Description of problem: tcsh causes a segmentation fault during tilde expansion. This appears to only happen when using NIS with compat set in nsswitch.conf and a +@netgroupname entry in passwd. Version-Release number of selected component (if applicable): tcsh-6.17-8.fc14 How reproducible: Always. Steps to Reproduce: 1. Configure NIS with at least one user and one netgroup. 2. Set compat for passwd in /etc/nsswitch.conf to allow restricting logins with +@netgroupname 3. Add +@netgroupname to end of /etc/passwd 4. start tcsh and try tilde expansion. For instance: apples> echo ~idfah Segmentation fault (core dumped) apples> cd ~idfah Segmentation fault (core dumped) Actual results: Segmentation fault. Expected results: Successful expansion of ~ to home directory path. Additional info: This does not happen in other shells. bash or zsh for example. This problem was not present in Fedora 12. We tried installing the Fedora 12 tcsh package on Fedora 14 as well as building from source and the problem still happens. We haven't tried Fedora 13 yet.
Created attachment 469857 [details] backtrace showing segmentation violation after tilde expansion
Created attachment 469858 [details] backtrace showing segmentation violation after tilde completion
Looks like tcsh crashes after calling getpwnam when performing tilde expansion, i.e. echo ~username Also crashes after calling getpwent when performing tilde completion, i.e. cd ~us then tab. Looks like string passed to getpwnam is correct. Wrote a simple test program calling getpwnam in the same way that tcsh does, test program does not crash. Other programs that call getpwnam and getpwent are working correctly.
Possibly related to the following? https://bugzilla.redhat.com/show_bug.cgi?id=105886 http://sources.redhat.com/bugzilla/show_bug.cgi?id=962 Enabling nscd seems to thwart the problem as suggested in the second link above.
Looks like automount is also regularly crashing when +@netgroup entries are in passwd.
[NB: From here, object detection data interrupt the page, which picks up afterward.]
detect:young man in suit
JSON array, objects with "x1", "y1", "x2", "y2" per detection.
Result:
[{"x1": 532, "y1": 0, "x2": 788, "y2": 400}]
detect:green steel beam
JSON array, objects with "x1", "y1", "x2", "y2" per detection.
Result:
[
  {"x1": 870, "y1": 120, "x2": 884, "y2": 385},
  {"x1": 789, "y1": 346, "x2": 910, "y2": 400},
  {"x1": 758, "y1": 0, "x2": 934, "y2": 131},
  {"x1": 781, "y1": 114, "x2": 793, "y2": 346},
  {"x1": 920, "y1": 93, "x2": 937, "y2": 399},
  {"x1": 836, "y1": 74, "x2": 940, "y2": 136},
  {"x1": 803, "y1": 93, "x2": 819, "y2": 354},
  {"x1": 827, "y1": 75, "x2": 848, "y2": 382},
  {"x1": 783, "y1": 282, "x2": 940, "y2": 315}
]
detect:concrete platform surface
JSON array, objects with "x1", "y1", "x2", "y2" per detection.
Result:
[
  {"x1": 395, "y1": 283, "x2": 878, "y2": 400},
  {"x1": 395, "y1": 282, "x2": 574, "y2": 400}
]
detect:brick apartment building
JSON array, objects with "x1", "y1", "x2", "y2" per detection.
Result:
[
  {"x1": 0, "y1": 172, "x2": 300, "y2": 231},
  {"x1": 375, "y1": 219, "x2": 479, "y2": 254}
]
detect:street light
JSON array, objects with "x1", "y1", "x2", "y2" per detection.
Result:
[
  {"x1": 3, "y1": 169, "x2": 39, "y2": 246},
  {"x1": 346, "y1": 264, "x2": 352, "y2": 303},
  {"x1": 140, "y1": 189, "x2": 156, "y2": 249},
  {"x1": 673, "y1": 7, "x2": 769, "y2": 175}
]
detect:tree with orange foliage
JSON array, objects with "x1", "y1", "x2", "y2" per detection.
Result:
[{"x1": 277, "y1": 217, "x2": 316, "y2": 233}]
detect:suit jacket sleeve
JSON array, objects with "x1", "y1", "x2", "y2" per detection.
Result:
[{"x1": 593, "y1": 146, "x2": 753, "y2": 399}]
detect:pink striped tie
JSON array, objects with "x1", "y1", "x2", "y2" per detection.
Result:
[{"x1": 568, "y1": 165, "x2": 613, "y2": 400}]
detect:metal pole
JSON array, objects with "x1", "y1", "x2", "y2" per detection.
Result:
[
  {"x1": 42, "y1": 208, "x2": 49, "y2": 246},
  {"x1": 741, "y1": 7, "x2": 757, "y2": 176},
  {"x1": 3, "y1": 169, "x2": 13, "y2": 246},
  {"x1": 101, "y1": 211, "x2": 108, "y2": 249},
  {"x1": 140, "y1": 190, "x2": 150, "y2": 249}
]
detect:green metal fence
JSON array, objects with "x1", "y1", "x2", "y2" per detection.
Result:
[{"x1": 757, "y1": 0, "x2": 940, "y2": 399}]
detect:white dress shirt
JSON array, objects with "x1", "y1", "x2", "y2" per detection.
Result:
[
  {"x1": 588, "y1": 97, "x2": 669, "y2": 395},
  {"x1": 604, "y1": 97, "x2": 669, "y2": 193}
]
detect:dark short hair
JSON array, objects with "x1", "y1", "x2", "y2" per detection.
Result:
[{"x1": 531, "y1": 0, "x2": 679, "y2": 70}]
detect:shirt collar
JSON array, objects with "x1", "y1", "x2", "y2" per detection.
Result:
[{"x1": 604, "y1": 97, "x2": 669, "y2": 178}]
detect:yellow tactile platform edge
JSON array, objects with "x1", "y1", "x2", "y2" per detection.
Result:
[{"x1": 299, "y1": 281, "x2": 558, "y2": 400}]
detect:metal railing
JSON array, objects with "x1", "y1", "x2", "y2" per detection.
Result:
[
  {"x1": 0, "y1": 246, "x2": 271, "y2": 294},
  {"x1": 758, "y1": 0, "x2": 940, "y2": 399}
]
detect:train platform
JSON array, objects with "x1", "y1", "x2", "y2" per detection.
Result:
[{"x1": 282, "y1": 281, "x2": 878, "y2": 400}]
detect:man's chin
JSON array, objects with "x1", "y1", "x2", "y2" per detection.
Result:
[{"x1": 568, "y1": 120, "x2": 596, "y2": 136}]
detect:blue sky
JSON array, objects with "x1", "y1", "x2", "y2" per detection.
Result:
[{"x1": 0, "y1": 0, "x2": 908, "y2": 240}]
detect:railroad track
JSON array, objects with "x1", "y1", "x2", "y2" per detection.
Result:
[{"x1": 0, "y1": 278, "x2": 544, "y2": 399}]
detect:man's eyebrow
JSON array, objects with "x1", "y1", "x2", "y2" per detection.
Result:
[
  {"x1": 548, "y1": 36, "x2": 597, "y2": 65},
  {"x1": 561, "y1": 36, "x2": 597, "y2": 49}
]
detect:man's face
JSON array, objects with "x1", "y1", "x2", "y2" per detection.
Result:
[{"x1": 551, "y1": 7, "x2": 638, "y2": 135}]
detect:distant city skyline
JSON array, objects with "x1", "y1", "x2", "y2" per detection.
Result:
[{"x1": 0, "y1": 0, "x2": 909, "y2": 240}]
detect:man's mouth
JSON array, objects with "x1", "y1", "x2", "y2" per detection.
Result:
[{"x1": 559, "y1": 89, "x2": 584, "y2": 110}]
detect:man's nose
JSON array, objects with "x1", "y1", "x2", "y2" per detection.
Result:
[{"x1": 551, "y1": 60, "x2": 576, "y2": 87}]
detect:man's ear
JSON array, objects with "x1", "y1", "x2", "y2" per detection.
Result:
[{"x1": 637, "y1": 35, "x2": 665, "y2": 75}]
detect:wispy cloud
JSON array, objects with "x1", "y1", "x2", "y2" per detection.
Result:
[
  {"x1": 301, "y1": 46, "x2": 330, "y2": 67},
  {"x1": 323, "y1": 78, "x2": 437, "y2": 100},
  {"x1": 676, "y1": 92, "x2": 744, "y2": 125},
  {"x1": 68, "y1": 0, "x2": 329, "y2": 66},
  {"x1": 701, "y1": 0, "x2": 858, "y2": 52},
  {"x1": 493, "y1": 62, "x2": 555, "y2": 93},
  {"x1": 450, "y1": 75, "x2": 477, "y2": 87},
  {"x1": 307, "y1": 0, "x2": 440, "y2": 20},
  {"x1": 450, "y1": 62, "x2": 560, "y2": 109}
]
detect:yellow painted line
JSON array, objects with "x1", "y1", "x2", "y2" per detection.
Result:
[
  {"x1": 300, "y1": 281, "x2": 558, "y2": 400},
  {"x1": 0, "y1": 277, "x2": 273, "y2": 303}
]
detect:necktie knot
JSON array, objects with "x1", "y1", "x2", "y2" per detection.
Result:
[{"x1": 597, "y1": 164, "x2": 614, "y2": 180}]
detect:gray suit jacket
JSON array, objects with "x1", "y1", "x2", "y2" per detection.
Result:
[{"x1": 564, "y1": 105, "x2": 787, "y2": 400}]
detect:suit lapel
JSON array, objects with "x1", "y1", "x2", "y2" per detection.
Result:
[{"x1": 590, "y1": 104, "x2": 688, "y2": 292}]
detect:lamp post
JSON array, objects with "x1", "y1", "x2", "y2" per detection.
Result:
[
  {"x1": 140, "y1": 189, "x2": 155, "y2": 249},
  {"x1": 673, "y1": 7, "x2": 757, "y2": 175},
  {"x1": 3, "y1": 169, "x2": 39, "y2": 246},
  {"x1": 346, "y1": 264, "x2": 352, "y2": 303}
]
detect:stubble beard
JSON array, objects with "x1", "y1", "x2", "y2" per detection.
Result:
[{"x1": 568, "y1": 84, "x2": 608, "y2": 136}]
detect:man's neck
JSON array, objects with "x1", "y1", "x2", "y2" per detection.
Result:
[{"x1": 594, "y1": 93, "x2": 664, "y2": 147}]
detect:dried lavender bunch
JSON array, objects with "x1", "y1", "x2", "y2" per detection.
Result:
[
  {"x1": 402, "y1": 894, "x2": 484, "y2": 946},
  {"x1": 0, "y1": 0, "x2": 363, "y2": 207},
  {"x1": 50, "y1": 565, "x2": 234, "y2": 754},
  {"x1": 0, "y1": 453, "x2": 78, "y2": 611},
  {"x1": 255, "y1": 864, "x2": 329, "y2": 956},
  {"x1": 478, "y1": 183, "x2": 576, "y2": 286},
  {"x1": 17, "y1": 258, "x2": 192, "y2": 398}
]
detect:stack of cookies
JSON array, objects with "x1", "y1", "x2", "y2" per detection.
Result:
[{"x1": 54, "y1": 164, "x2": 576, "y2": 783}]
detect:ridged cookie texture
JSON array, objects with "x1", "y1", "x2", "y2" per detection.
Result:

The following error is left in /var/log/messages automount[1103]: set_tsd_user_vars: failed to get passwd info from getpwuid_r This sounds suspiciously similar to where tcsh is crashing during tilde expansion/completion. I have spent considerable time digging through the tcsh code and can't seem to find anything. I am beginning to think the problem is in the glibc NIS code. I suppose I should open another bug report there?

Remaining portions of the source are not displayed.